Drill-down to service failure causes

Analyzing individual requests is a useful way of gaining a better understanding of detected errors. In this article, you will learn how to determine the error underlining an increasing service failure rate using distributed tracing.

Scenario

In the image below, you can see that requests to Redis started to fail around the 10:45 mark on the timeline.

Steps

  1. To find the Failure rate tab, go to the service’s details page and select a View button (such as View requests, View dynamic requests, or View resource requests).

    Distributed trace 11

  2. Select Analyze backtrace to see where these requests came from.

    The requests originate from the weather-express service and nearly all failed requests to Redis have the same exception—an AbortError caused by a closed connection.

    Distributed trace 12

  3. To analyze down to the affected Node.js traces, select More () > Distributed traces.

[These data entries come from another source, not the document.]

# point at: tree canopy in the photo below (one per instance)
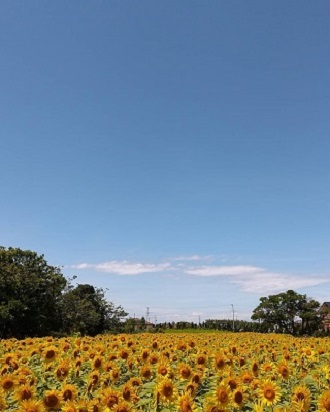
(37, 300)
(30, 292)
(289, 312)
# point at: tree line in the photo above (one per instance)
(37, 300)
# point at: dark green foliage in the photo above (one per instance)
(289, 312)
(37, 300)
(30, 294)
(86, 311)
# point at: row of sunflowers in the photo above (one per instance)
(166, 373)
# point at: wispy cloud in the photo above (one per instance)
(192, 258)
(252, 279)
(268, 282)
(223, 270)
(258, 280)
(124, 267)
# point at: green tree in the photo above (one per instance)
(288, 312)
(30, 294)
(85, 310)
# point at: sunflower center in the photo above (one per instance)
(50, 354)
(113, 400)
(126, 394)
(67, 395)
(326, 404)
(222, 396)
(7, 384)
(220, 363)
(51, 401)
(186, 407)
(168, 391)
(26, 394)
(269, 394)
(238, 397)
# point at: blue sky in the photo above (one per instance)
(174, 153)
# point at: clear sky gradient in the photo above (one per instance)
(176, 153)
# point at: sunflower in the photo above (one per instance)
(82, 405)
(3, 404)
(31, 405)
(94, 378)
(184, 371)
(162, 368)
(246, 377)
(186, 403)
(324, 402)
(110, 398)
(301, 397)
(212, 407)
(222, 395)
(62, 370)
(23, 393)
(146, 372)
(8, 382)
(166, 390)
(239, 398)
(69, 406)
(269, 393)
(50, 354)
(122, 406)
(52, 399)
(201, 359)
(69, 392)
(127, 391)
(284, 371)
(135, 382)
(97, 362)
(220, 361)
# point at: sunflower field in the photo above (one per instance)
(164, 373)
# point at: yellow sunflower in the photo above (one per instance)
(52, 399)
(23, 393)
(301, 398)
(62, 370)
(31, 405)
(184, 371)
(239, 398)
(269, 393)
(220, 361)
(186, 403)
(166, 390)
(284, 371)
(50, 354)
(69, 392)
(122, 406)
(110, 397)
(8, 382)
(222, 395)
(324, 402)
(127, 391)
(69, 406)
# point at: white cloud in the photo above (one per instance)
(268, 282)
(251, 279)
(224, 270)
(192, 258)
(124, 267)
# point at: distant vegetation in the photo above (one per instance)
(37, 300)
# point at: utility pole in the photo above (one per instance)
(233, 317)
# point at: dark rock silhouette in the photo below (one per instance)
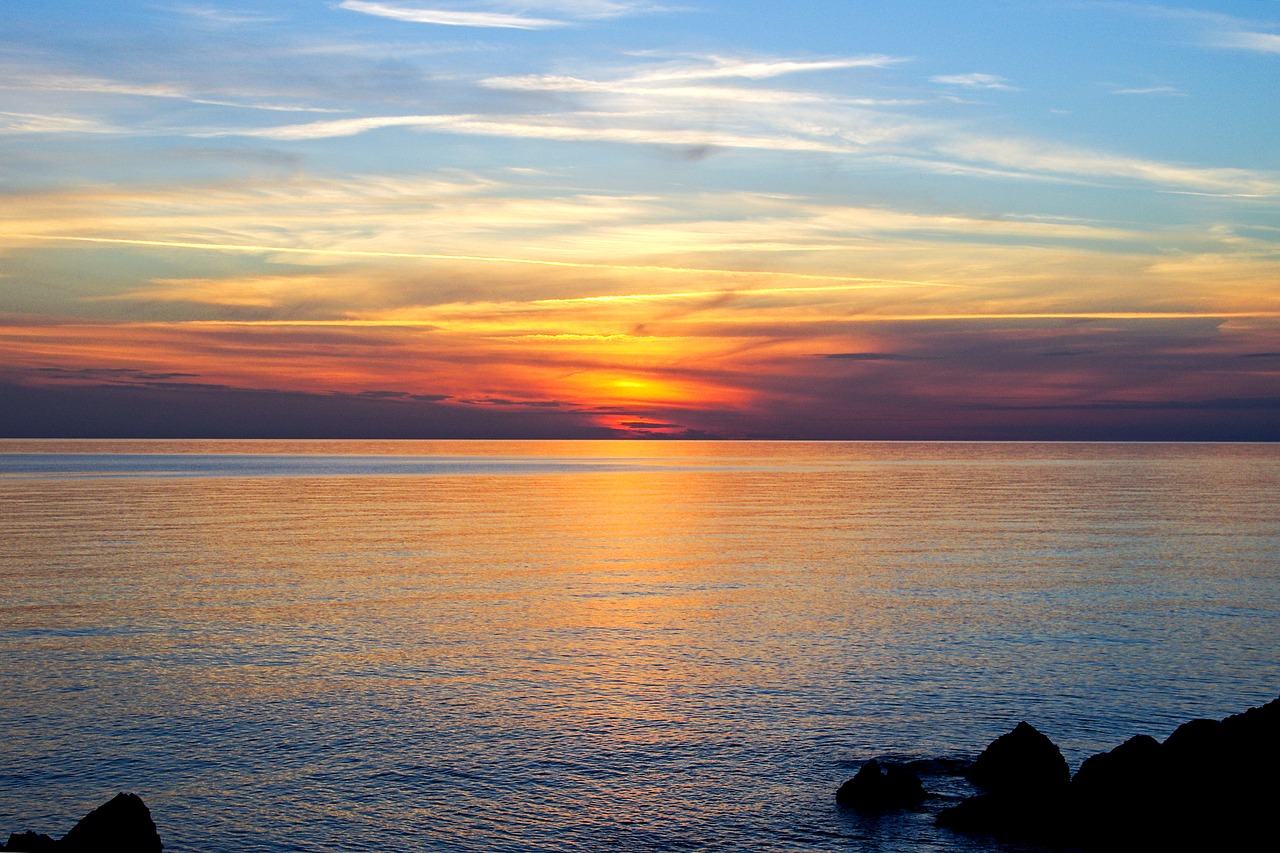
(122, 825)
(1025, 778)
(1210, 785)
(1022, 761)
(876, 789)
(1118, 796)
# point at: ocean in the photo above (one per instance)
(603, 646)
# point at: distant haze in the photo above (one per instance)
(599, 219)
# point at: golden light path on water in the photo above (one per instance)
(499, 647)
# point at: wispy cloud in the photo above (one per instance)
(1061, 159)
(723, 67)
(223, 17)
(974, 81)
(78, 83)
(1166, 91)
(36, 123)
(449, 17)
(1266, 42)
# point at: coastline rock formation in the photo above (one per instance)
(1210, 785)
(122, 825)
(1024, 779)
(876, 789)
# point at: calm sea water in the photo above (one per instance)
(562, 646)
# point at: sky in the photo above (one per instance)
(1022, 219)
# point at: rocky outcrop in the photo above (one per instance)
(122, 825)
(1210, 785)
(1024, 779)
(878, 789)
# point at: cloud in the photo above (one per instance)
(78, 83)
(589, 128)
(22, 123)
(871, 356)
(213, 14)
(1169, 91)
(1048, 156)
(974, 81)
(721, 67)
(449, 18)
(1265, 42)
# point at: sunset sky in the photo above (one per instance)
(607, 218)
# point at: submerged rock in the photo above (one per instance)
(878, 789)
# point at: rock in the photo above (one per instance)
(1011, 816)
(1025, 778)
(1211, 785)
(122, 825)
(1022, 762)
(31, 842)
(876, 789)
(1119, 798)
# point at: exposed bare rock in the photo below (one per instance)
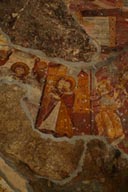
(47, 26)
(53, 160)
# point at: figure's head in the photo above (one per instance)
(104, 86)
(20, 69)
(65, 84)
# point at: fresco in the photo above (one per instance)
(93, 101)
(65, 96)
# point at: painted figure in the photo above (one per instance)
(20, 69)
(107, 120)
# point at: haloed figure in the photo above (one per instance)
(107, 120)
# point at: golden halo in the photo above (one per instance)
(20, 65)
(70, 79)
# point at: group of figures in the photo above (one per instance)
(93, 102)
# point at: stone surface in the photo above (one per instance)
(47, 26)
(50, 159)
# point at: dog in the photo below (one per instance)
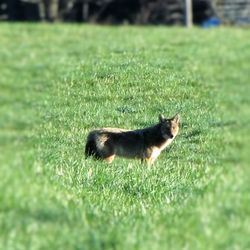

    By looking at the Node.js trace and its code-level execution tree below, you can see that a Redis request leads to an error. You can see where this error occurs in the flow of the Node.js code.

    Distributed trace 13

  4. Select the Errors tab to analyze the exception.

    Distributed trace 14

Conclusion

Each distributed trace on the Errors tab shows a unique set of parameters leading up to the error. With this approach to analysis, the distributed traces view can be very useful in helping you understand why certain exceptions occurred.